Bayesian workflow for DPOMP model
Data
using BayesianWorkflows
using Distributions
import Random
import CSV
import DataFrames
import Dates
Random.seed!(1)
## constants
population_size = 763
initial_condition = [population_size - 1, 1, 0]
n_observations = 40
max_time = 40.0
## influenza data (downloaded using 'outbreaks' pkg in R)
data_fp = "data/influenza_england_1978_school.csv"
y = get_observations(data_fp; time_col=2, val_seq=3:4)
println(plot_observations(y; plot_index=1))
Model
function get_model(freq_dep::Bool)
STATE_S = 1
STATE_I = 2
STATE_R = 3
PRM_BETA = 1
PRM_GAMMA = 2
PRM_PHI = 3
model = generate_model("SIR", initial_condition; freq_dep=freq_dep, t0_index=4)
## statistical model (or 'observation' model in the context of DPOMPs)
OBS_BEDRIDDEN = 1
OBS_CONV = 2
function obs_model(y::BayesianWorkflows.Observation, population::Array{Int64,1}, parameters::Array{Float64,1})
try
population[STATE_I] == y.val[OBS_BEDRIDDEN] == 0 && (return 0.0)
population[STATE_I] < y.val[OBS_BEDRIDDEN] && (return -Inf)
obs_dist = NegativeBinomial(population[STATE_I], parameters[PRM_PHI]^-1)
return logpdf(obs_dist, y.val[OBS_BEDRIDDEN])
catch e
throw(e)
end
end
model.obs_model = obs_model
## for sampling y
function obs_fn!(y::BayesianWorkflows.Observation, population::Array{Int64,1}, parameters::Vector{Float64})
if population[STATE_I] > 0
obs_dist = NegativeBinomial(population[STATE_I], parameters[PRM_PHI]^-1)
y.val[OBS_BEDRIDDEN] = max(rand(obs_dist), population_size)
else
y.val[OBS_BEDRIDDEN] = 0
end
y.val[OBS_CONV] = population[STATE_R]
end
model.obs_function = obs_fn!
return model
end
Prior distribution
function get_prior(freq_dep::Bool)
beta_p = freq_dep ? [2.0, 1.0] : [2.0, 1.0] / population_size
pr_beta = Truncated(Normal(beta_p...), 0.0, Inf)
pr_lambda = Truncated(Normal(0.4, 0.5), 0.0, Inf)
phi_inv = Truncated(Exponential(5.0), 1.0, Inf)
t0_lim = ["1978-01-16", "1978-01-22"]
t0_values = Dates.value.(Dates.Date.(t0_lim, "yyyy-mm-dd"))
println("t0 mapping: ", t0_lim, " := ", t0_values)

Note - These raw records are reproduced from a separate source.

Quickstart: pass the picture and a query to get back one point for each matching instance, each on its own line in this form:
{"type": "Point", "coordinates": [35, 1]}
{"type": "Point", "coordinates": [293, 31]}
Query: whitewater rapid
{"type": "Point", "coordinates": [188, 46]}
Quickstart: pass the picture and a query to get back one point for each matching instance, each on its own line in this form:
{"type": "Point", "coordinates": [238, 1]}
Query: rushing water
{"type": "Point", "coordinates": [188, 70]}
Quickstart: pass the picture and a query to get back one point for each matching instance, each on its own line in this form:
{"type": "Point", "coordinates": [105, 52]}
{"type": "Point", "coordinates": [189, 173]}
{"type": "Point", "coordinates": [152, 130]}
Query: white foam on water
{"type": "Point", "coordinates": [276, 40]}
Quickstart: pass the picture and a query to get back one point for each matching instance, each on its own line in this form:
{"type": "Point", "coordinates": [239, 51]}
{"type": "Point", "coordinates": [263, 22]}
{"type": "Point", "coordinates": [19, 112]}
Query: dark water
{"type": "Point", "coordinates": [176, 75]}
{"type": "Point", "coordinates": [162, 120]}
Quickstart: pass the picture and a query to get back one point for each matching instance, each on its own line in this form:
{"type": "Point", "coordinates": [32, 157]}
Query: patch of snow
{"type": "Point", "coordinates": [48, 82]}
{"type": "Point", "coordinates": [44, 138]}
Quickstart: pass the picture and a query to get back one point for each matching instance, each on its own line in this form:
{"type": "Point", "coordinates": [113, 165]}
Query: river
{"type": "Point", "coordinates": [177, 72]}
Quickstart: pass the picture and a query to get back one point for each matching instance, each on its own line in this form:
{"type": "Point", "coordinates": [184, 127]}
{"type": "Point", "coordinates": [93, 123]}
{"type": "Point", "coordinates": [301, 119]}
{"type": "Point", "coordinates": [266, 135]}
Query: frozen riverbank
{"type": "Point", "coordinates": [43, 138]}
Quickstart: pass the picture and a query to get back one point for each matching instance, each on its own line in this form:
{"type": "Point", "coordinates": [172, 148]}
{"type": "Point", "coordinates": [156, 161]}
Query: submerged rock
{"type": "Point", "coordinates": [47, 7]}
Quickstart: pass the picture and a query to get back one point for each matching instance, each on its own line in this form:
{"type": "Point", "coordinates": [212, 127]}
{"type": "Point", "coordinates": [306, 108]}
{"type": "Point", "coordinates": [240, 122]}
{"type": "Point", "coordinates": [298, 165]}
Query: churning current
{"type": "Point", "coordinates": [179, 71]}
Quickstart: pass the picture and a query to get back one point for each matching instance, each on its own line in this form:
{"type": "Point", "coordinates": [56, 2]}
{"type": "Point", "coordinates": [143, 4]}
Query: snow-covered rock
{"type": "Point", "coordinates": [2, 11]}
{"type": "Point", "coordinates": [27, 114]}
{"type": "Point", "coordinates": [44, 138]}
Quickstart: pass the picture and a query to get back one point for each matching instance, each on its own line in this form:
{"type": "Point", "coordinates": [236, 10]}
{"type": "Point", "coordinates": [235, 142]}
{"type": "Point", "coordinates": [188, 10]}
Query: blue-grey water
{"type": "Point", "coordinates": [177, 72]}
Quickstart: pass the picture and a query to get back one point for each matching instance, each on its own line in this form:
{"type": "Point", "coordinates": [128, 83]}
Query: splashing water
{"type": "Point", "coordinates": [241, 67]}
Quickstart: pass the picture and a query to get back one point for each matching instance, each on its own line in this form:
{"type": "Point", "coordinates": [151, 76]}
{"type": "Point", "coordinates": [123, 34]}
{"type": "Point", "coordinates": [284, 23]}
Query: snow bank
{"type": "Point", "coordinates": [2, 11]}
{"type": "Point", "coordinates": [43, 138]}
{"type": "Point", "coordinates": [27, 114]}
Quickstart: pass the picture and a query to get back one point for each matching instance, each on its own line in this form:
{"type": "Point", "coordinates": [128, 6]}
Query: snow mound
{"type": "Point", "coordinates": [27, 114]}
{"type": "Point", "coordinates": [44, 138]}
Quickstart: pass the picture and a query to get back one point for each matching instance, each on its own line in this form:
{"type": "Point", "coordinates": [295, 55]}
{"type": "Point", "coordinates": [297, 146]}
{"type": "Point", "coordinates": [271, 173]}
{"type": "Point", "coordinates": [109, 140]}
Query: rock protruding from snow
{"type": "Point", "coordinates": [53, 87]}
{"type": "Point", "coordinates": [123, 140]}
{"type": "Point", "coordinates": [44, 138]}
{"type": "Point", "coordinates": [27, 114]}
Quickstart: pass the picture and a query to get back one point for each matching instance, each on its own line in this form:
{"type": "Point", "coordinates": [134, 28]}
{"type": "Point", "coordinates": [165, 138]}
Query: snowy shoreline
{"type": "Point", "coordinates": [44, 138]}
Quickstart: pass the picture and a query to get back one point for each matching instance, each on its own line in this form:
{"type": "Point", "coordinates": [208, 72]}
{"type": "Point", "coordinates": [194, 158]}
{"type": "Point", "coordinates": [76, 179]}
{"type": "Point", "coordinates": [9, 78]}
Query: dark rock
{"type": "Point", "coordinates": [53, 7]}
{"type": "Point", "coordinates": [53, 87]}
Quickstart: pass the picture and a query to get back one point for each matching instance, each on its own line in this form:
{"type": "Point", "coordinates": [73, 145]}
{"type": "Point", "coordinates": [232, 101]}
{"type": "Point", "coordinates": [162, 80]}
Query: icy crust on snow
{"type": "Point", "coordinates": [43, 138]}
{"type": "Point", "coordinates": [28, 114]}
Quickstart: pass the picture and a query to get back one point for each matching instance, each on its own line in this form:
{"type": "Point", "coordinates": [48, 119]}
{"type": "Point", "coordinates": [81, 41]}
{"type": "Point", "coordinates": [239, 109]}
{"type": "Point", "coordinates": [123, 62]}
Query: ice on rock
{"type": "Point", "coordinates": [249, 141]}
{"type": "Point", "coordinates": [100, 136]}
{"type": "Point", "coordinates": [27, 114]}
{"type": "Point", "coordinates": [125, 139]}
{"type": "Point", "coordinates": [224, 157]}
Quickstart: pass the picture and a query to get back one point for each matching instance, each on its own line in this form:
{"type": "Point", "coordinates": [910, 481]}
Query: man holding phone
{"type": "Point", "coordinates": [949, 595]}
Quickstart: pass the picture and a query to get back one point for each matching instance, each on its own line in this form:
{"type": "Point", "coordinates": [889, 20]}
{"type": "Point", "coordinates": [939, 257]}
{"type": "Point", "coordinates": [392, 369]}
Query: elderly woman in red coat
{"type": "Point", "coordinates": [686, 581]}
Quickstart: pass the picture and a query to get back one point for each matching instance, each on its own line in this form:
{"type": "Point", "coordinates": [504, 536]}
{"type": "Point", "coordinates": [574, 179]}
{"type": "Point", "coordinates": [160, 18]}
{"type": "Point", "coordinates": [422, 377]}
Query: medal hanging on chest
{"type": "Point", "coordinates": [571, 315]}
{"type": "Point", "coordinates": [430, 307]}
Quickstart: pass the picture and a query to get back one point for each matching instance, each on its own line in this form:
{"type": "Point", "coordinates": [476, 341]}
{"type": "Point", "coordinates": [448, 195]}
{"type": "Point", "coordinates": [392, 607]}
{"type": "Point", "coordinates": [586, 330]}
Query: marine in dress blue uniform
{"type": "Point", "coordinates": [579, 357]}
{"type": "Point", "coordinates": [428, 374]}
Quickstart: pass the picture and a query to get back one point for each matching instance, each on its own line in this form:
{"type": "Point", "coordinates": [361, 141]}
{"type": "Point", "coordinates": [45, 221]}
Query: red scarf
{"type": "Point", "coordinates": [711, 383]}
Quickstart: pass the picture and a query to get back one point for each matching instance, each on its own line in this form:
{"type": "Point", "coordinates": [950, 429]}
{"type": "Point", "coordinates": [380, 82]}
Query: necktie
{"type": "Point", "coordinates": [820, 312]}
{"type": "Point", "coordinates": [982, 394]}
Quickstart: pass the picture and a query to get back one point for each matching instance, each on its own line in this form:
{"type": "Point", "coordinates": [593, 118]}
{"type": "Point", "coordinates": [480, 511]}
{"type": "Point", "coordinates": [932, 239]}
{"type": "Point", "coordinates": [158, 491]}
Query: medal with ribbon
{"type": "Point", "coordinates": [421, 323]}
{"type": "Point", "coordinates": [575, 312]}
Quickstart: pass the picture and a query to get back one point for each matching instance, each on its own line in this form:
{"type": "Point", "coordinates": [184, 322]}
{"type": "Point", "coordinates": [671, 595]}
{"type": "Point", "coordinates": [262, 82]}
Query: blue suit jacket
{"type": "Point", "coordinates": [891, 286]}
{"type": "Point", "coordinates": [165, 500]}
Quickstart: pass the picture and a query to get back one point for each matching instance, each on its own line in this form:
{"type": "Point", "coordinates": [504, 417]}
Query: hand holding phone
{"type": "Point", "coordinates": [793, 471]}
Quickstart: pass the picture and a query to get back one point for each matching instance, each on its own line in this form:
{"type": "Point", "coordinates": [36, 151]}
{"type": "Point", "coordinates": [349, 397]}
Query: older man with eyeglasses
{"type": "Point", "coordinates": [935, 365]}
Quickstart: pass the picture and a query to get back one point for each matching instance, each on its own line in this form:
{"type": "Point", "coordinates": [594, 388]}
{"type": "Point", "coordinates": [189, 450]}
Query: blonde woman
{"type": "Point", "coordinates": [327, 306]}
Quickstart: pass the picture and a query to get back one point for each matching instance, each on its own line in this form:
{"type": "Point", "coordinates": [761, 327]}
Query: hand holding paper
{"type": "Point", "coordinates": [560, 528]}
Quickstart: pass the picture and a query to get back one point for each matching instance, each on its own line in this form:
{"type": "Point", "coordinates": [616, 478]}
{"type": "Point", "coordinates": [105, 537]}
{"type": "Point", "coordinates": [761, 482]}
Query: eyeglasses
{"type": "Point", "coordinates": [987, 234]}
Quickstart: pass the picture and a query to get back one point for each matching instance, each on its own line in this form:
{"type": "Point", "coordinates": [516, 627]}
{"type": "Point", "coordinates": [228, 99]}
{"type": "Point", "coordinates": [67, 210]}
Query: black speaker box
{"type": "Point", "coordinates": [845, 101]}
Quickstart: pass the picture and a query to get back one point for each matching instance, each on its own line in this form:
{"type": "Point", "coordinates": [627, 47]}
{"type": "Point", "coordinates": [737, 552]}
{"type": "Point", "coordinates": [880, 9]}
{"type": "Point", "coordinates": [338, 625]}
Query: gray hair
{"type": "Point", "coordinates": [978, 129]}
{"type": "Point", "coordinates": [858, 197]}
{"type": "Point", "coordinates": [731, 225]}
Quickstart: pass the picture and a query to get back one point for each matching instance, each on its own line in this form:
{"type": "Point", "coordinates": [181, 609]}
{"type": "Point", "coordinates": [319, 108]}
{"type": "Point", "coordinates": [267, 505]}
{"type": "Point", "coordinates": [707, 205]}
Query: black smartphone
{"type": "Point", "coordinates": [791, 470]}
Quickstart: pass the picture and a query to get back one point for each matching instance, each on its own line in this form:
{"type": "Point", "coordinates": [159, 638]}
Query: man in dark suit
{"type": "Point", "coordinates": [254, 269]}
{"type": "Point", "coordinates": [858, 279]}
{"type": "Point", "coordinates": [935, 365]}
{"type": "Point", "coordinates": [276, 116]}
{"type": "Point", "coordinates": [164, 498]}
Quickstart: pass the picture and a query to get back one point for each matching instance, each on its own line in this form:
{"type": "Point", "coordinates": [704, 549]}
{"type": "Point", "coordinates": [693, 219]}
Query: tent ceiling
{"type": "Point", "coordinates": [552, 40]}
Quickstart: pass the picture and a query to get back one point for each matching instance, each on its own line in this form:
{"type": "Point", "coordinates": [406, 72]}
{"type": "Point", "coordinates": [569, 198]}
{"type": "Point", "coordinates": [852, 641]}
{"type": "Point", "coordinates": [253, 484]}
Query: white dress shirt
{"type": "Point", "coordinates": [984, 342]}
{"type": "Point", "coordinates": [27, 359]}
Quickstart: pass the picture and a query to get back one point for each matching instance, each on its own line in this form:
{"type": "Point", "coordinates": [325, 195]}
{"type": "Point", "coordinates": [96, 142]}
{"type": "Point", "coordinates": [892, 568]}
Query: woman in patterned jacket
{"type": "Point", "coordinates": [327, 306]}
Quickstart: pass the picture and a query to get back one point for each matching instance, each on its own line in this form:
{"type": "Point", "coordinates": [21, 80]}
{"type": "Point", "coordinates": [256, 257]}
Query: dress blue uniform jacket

t0 = Uniform(t0_values...)
return Product([pr_beta, pr_lambda, phi_inv, t0])
end
Define workflow
Fit model
## sampling interval for ARQMCMC algoritm:
sample_interval(freq_dep::Bool) = [freq_dep ? 0.05 : 0.05 / population_size, 0.01, 0.05, 0.5]
## fit models and check results
function fit_model(freq_dep::Bool)
## fetch model and prior:
model = get_model(freq_dep)
prior = get_prior(freq_dep)
# - fit using data augmented algorithms:
println("\n---- DATA AUGMENTATED ALGORITHMS ----")
da_results = run_inference_workflow(model, prior, y; primary=BayesianWorkflows.C_ALG_NM_MBPI)
tabulate_results(da_results)
# - smc algorithms:
println("\n---- SMC ALGORITHMS ----")
smc_results = run_inference_workflow(model, prior, y; validation=BayesianWorkflows.C_ALG_NM_ARQ, sample_interval=sample_interval(freq_dep))
tabulate_results(smc_results)
## return as named tuple
return (da_results = da_results, smc_results = smc_results)
end
Model comparison
Compare density vs. frequency dependent models:
function model_comparison()
models = get_model.([false, true])
priors = get_prior.([false, true])
sample_intervals = sample_interval.([false, true])
## run analysis
results = run_inference_workflow(models, priors, y; validation=BayesianWorkflows.C_ALG_NM_ARQ, sample_intervals)
tabulate_results(results)
end
Posterior predictive check
I.e. resample parameters from posterior samples and simulate.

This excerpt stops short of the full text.